In deze zaak heeft de kantonrechter zich gebogen over een vordering van een vrouw tegen haar ex-echtgenoot met betrekking tot een studieverzekering. De vrouw, aangeduid als [de vrouw], heeft bij dagvaarding van 9 februari 2015 een vordering ingesteld tegen haar ex-man, [de man], met als doel betaling van € 3.213,15, zijnde de helft van het saldo van de studieverzekering. De vrouw stelt dat de man tekort is geschoten in de nakoming van hun overeenkomst uit 2008, waarin is afgesproken dat de studieverzekering op haar naam zou worden gesteld en dat zij de premies zou betalen. De man heeft echter de premies blijven betalen en de verzekering niet op naam van de vrouw gesteld.

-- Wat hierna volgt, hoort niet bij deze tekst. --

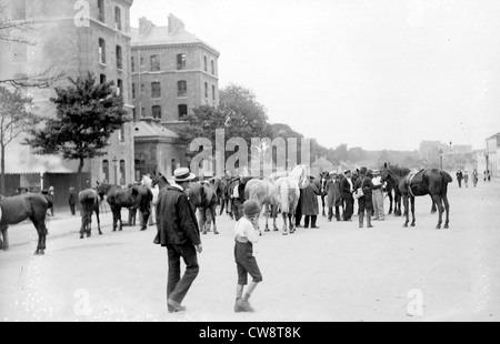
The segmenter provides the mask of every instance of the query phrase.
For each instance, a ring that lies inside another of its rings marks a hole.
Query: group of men
[[[301,217],[306,215],[304,227],[309,226],[308,216],[312,217],[312,227],[318,227],[316,223],[319,214],[317,200],[319,194],[326,195],[327,198],[326,206],[328,208],[329,222],[333,220],[333,216],[337,221],[351,222],[354,213],[356,191],[362,190],[363,194],[358,198],[359,226],[363,227],[366,214],[368,227],[373,227],[371,224],[372,220],[384,220],[383,188],[380,171],[378,170],[361,168],[360,170],[356,170],[354,173],[350,170],[344,173],[332,171],[321,181],[320,190],[318,190],[317,184],[310,183],[301,192],[301,204],[298,208],[296,225],[301,226]],[[304,206],[304,203],[312,204],[312,210]],[[304,210],[307,211],[306,213],[303,213]],[[342,210],[342,214],[340,210]],[[323,215],[327,216],[324,212]]]

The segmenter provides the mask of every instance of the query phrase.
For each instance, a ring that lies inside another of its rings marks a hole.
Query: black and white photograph
[[[499,150],[496,0],[0,0],[0,322],[498,322]]]

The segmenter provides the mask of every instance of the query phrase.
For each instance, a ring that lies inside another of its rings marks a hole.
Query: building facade
[[[89,72],[98,82],[114,81],[132,117],[130,65],[130,7],[132,0],[0,0],[7,3],[9,18],[32,22],[22,32],[31,44],[1,43],[0,80],[30,77],[48,69],[73,79]],[[64,87],[68,79],[48,90],[30,90],[43,115],[56,115],[49,101],[54,87]],[[106,155],[86,161],[83,172],[94,182],[127,185],[134,179],[133,123],[128,123],[110,139]],[[29,150],[17,146],[17,150]],[[30,154],[30,152],[24,152]],[[56,159],[56,158],[54,158]],[[77,171],[78,162],[60,161],[66,171]],[[50,171],[36,171],[50,172]]]
[[[150,139],[136,136],[136,162],[156,151],[157,155],[150,156],[149,161],[157,162],[158,170],[171,175],[176,164],[186,163],[186,146],[179,145],[172,133],[182,128],[183,119],[193,109],[219,105],[220,53],[186,31],[184,23],[172,14],[168,27],[157,27],[141,18],[139,28],[132,28],[131,33],[131,93],[136,122],[143,121],[139,127],[144,132],[157,132],[156,127],[144,128],[151,123],[161,124],[169,131],[161,143],[157,134],[151,134]],[[159,144],[161,149],[151,144]],[[136,174],[147,173],[150,169],[150,165],[139,163]]]
[[[491,175],[499,175],[499,148],[500,148],[500,133],[494,134],[486,140],[486,166],[490,170]]]

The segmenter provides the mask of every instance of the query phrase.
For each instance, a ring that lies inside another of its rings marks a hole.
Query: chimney
[[[144,36],[153,27],[153,23],[148,18],[142,17],[139,19],[139,34]]]
[[[184,23],[182,22],[182,20],[180,20],[179,18],[177,18],[173,14],[169,14],[169,34],[172,34],[177,31],[177,29],[184,29]]]

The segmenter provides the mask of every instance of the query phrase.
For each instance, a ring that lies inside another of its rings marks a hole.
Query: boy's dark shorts
[[[248,274],[252,276],[253,282],[262,282],[262,274],[260,273],[259,265],[257,265],[257,260],[253,256],[253,245],[252,243],[240,243],[234,244],[234,259],[238,269],[238,284],[248,284]]]

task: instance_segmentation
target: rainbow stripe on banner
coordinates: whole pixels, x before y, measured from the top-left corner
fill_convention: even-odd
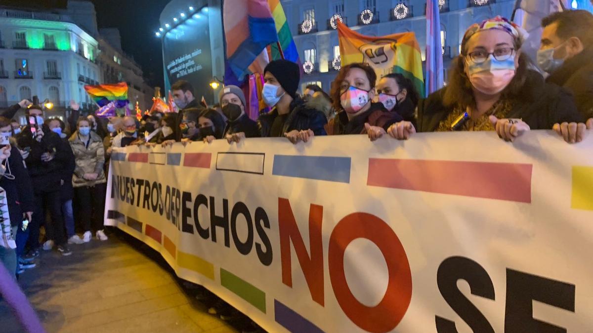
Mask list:
[[[226,0],[223,8],[227,58],[240,81],[266,47],[278,40],[267,0]]]
[[[85,85],[84,89],[100,107],[104,107],[112,101],[116,101],[118,108],[123,107],[130,103],[127,100],[127,84],[126,82]]]
[[[379,78],[400,73],[412,80],[419,94],[424,95],[422,58],[414,33],[367,36],[338,21],[337,34],[342,66],[366,62],[375,69]]]
[[[280,3],[280,0],[267,0],[267,3],[270,5],[270,10],[272,11],[272,15],[274,18],[274,21],[276,22],[276,31],[278,34],[278,41],[280,42],[280,46],[282,47],[284,59],[300,65],[301,60],[299,59],[298,50],[296,49],[294,40],[292,39],[292,33],[291,33],[291,28],[288,26],[288,22],[286,21],[286,16],[284,14],[284,9],[282,8],[282,4]],[[277,44],[272,44],[270,49],[272,60],[278,60],[282,58]]]

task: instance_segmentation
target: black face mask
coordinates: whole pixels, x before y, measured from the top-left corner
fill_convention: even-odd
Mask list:
[[[206,137],[209,135],[215,136],[214,135],[214,126],[208,126],[206,127],[202,127],[201,129],[200,129],[200,135],[202,136],[202,138]]]
[[[149,133],[154,132],[154,124],[152,123],[146,123],[144,124],[144,130]]]
[[[229,103],[222,107],[222,114],[228,119],[229,121],[237,120],[241,116],[241,107],[237,104]]]

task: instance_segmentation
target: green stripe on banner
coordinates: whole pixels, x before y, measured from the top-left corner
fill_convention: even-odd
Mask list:
[[[424,81],[422,79],[419,79],[414,76],[414,73],[412,72],[409,72],[401,68],[399,66],[393,66],[393,73],[401,74],[404,76],[412,80],[412,84],[416,87],[416,90],[418,91],[418,94],[420,95],[420,97],[424,96]]]
[[[266,293],[231,272],[221,268],[221,284],[266,313]]]

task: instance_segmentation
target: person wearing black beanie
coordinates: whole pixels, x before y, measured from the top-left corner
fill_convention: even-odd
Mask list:
[[[272,110],[258,120],[262,137],[287,137],[293,143],[326,135],[325,114],[309,105],[296,94],[299,66],[287,60],[270,62],[264,69],[262,95]]]

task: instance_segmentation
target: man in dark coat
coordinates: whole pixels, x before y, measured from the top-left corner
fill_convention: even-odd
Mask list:
[[[296,63],[274,60],[264,70],[264,101],[272,108],[260,116],[263,137],[286,136],[293,143],[314,135],[326,135],[327,119],[311,108],[296,94],[301,71]]]
[[[589,119],[588,128],[593,129],[593,14],[584,10],[555,12],[544,18],[541,25],[537,63],[550,73],[546,81],[572,93],[579,111]],[[585,124],[566,123],[554,129],[578,142],[577,132],[585,127]]]

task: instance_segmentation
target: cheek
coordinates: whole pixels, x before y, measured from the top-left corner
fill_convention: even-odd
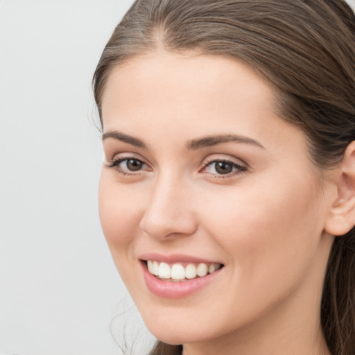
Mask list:
[[[112,174],[103,171],[98,210],[103,234],[112,254],[127,250],[139,227],[139,200],[132,198],[132,193],[130,189],[117,184]]]
[[[213,207],[207,199],[202,204],[207,228],[228,251],[234,276],[245,282],[267,284],[272,274],[276,279],[300,275],[322,231],[314,186],[302,179],[275,181],[236,187],[233,193],[215,196]]]

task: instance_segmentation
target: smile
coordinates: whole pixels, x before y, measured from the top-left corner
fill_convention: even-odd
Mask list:
[[[155,260],[147,260],[149,272],[157,278],[171,282],[182,282],[204,277],[219,270],[223,265],[217,263],[175,263],[168,264]]]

Tijdens de zitting op 30 september 2015 heeft de vrouw haar vordering verder toegelicht en heeft de man een voorwaardelijke tegenvordering ingesteld. De man betwist de vordering van de vrouw en stelt dat het saldo van de studieverzekering bedoeld is voor de studiekosten van hun minderjarige dochter, die na de echtscheiding bij hem is gaan wonen. De kantonrechter heeft vastgesteld dat er onvoorziene omstandigheden zijn ontstaan, waardoor de vrouw geen aanspraak meer kan maken op het saldo van de studieverzekering. De kantonrechter heeft de overeenkomst van maart 2012 gewijzigd, zodat het saldo van de studieverzekering op een aparte rekening van de man moet worden gestort en uitsluitend mag worden gebruikt voor de studiekosten van de dochter.
De vordering van de vrouw is afgewezen, en de kantonrechter heeft bepaald dat iedere partij zijn eigen proceskosten draagt. De uitspraak is gedaan door mr. P.J. Jansen, kantonrechter, op 12 november 2015.